Radio Sputnik: Why is Russia and Eastern Europe being attacked this time? What is the point of such attacks in your view?
Cong-Fook Fong: This is pretty much a targeted attack. It was first identified from Russian website — it's spreading through the websites — and is also displaying… similarities with the malware observed in July — NotPetya malware. My personal point of view is that this is pretty much corporate-type targeted attacks.
Radio Sputnik: What is BadRabbit's correlation with the Petya attack in the European Union? Could it have been launched by the same hackers?
Cong-Fook Fong: Well, it has possibly been, because from what we've observed, the BadRabbit spread from the same set of web servers that were used to the host Petya malware, so this is one of the similarities that both malware have. But then again, if you look deeper at the way NotPetya spread and the way BadRabbit spread, [they] are different. The code is different. But then again the hosting site is the same. So that is some kind of link that shows that the two malware could be related to each other.
Radio Sputnik: Why is the ransom demanded in cryptocurrency? Is there something significant in this?
Cong-Fook Fong: Definitely. Cryptocurrency is the most convenient way to transact over the Internet right now, because there is no way you can trace where is the origin and where is destination. This is fast and anonymous.
Radio Sputnik: With cybercrime on the rise, how does it affect economies in general? And how can it be taken into account so that its effects can be minimized?
Cong-Fook Fong: Definitely, cybercrime is causing a significant effect on the economy. What happened in Russia and Ukraine, where public transportation facilities were affected by the malware — unfortunately, this kind of phenomenon will not go any lower, because the complexity of developing a malware is getting lower and lower.

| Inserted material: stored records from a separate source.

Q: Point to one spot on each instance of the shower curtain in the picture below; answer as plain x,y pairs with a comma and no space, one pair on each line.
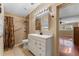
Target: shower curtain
9,40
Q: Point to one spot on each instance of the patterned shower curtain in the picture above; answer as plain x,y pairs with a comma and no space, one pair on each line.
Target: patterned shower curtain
9,40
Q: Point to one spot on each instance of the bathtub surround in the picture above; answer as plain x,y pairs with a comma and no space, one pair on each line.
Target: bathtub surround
18,27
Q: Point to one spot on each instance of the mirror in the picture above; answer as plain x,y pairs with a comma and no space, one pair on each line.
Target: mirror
38,24
41,22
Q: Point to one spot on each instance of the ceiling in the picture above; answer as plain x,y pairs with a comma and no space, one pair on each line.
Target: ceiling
20,9
69,13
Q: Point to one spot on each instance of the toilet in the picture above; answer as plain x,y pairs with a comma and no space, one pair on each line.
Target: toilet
25,43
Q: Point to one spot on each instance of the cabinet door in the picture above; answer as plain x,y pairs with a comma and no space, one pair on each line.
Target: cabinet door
76,36
1,46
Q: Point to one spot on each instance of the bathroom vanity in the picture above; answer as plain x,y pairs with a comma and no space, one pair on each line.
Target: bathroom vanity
40,45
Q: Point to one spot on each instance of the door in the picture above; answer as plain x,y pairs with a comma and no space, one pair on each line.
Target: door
76,36
9,40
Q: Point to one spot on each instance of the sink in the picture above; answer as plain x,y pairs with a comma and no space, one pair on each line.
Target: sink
42,36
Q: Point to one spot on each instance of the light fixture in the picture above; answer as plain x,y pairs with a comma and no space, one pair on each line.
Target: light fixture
32,3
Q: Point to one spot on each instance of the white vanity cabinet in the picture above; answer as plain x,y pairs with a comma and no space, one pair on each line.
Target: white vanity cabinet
40,45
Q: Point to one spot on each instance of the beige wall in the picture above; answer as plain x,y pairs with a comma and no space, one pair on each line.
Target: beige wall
32,16
18,27
54,27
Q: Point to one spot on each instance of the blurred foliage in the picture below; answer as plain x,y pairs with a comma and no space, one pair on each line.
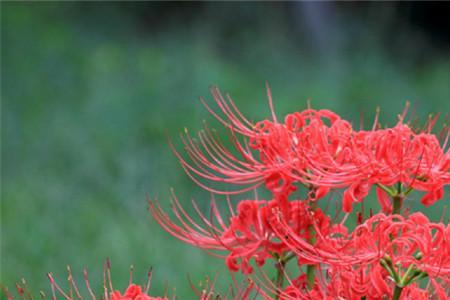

And lot of source code of the malware has been made accessible [in the] public domain. It means that someone with basic programming skills can develop a virus of malware and launch it to the internet. When you look at the Darknet, today we have something called "malware as a service," that is, if you want to develop malware, but do not have the necessary skills, you can hire someone and they will develop one that would do the same kind of damage. I do not think the phenomena [will lessen], so we just have to prepare for more significant cyberattacks to come.